問16
大腿の筋で大腿神経に支配されるのはどれか。
この問題の分類段階1 暗記用語・数値・定義を確認する問題
正答:4
正答:4
大腿の筋は走る面で支配神経が決まる。前面=大腿神経、内側=閉鎖神経、後面=坐骨神経(脛骨神経・総腓骨神経)という原則がある。選択肢のうち大腿神経支配は前面の縫工筋だけである。
4つの大腿の筋の中から大腿神経支配のものを1つ選ばせる、神経支配の対応を問う問題。
講義の神経支配総括では、大腿前面(大腿四頭筋・縫工筋・腸腰筋・恥骨筋など)が大腿神経、大腿内側の内転筋群が閉鎖神経、大腿後面のハムストリングスが坐骨神経(脛骨神経・総腓骨神経)と整理されている。縫工筋は上前腸骨棘から起こり脛骨に付く前面・最表層の筋なので大腿神経支配である。
薄筋(内側=閉鎖神経)と半腱様筋・大腿二頭筋(後面=坐骨神経)を、名前だけで前面と混同しやすい。『面で神経が決まる』原則に戻して、縫工筋=前面=大腿神経と判定する。
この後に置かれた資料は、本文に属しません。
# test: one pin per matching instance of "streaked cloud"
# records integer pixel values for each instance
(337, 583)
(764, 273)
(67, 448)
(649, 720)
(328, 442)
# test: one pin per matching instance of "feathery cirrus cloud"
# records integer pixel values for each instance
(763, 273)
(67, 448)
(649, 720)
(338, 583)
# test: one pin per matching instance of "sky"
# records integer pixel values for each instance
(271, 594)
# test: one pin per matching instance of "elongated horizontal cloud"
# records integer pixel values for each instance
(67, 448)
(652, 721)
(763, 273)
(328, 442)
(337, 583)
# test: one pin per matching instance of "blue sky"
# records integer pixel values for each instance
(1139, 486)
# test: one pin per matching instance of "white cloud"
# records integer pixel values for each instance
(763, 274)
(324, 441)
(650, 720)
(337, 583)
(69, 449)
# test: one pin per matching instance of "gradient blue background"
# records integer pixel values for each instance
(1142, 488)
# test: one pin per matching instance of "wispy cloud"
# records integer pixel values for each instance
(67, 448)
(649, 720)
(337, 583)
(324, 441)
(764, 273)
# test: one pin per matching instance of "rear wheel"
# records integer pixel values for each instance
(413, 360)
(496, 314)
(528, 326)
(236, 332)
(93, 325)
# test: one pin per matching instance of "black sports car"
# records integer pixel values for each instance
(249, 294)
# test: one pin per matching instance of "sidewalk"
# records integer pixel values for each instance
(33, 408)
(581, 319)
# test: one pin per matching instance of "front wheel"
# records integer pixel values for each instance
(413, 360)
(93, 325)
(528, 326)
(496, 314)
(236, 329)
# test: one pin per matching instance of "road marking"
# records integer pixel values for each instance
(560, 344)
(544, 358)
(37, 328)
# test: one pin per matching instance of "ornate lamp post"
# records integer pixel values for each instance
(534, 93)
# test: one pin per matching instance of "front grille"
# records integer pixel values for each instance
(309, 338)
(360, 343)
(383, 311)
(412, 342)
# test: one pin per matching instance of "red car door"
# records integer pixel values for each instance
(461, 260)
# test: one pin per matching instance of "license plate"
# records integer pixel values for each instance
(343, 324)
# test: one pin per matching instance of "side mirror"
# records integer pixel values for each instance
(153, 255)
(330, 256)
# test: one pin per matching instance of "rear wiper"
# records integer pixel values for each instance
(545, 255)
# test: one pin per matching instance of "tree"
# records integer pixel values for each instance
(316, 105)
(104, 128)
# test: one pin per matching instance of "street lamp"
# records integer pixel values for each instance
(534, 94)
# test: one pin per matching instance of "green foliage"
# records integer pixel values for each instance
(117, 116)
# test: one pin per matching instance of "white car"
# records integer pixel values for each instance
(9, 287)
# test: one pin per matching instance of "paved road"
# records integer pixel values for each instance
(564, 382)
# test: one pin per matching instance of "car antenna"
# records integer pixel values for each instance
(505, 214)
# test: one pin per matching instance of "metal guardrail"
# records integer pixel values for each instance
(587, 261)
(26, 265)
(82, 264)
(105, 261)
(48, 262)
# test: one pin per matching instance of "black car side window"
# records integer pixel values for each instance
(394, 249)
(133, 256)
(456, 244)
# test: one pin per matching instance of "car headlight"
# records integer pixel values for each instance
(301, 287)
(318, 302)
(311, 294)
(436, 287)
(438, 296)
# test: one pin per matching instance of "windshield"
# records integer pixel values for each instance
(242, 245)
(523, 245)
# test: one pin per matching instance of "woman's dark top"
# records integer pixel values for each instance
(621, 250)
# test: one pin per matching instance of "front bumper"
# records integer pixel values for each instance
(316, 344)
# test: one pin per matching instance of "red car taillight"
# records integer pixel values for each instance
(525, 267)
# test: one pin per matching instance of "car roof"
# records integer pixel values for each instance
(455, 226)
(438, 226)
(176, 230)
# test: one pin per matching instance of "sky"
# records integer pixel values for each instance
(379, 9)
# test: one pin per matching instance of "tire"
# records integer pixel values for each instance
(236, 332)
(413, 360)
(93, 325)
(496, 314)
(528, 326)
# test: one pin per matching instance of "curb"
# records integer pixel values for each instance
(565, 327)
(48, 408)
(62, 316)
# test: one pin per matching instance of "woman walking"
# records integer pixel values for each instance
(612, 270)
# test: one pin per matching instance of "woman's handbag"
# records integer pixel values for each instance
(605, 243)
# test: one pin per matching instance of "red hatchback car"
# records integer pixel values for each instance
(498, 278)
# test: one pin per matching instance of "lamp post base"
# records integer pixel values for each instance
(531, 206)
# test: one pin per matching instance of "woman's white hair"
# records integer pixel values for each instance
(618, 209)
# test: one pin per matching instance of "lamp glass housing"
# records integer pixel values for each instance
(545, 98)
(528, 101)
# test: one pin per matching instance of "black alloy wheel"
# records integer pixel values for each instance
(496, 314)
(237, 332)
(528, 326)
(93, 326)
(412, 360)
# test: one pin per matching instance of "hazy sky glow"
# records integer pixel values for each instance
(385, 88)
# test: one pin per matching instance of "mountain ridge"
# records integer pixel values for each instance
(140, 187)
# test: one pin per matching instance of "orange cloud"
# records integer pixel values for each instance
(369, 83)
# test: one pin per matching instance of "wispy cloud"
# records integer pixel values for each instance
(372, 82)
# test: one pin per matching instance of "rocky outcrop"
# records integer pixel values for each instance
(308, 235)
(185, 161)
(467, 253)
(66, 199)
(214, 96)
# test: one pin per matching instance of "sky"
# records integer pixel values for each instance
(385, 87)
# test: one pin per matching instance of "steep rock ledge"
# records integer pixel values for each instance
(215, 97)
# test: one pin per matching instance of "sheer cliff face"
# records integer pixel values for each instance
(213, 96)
大腿神経が支配する前面の筋には縫工筋のほか、腸腰筋・大腿四頭筋・恥骨筋などがある。大腿二頭筋は長頭が脛骨神経、短頭が総腓骨神経という分かれた支配を受ける点が試験で狙われる。臨床では大腿神経麻痺で大腿四頭筋が麻痺し膝折れ(膝崩れ)が起こる。
支配面の取り違えトラップ。内側(閉鎖神経)・後面(坐骨神経)の筋を前面(大腿神経)の選択肢に混ぜ込む定番形式。
大腿を前面・内側・後面の3区画に分け、それぞれ大腿神経・閉鎖神経・坐骨神経を割り当てる図を描く。前面に縫工筋・大腿四頭筋、内側に薄筋を含む内転筋群、後面にハムストリングスを配置し、各選択肢がどの区画に入るかで支配神経を即答できるようにする。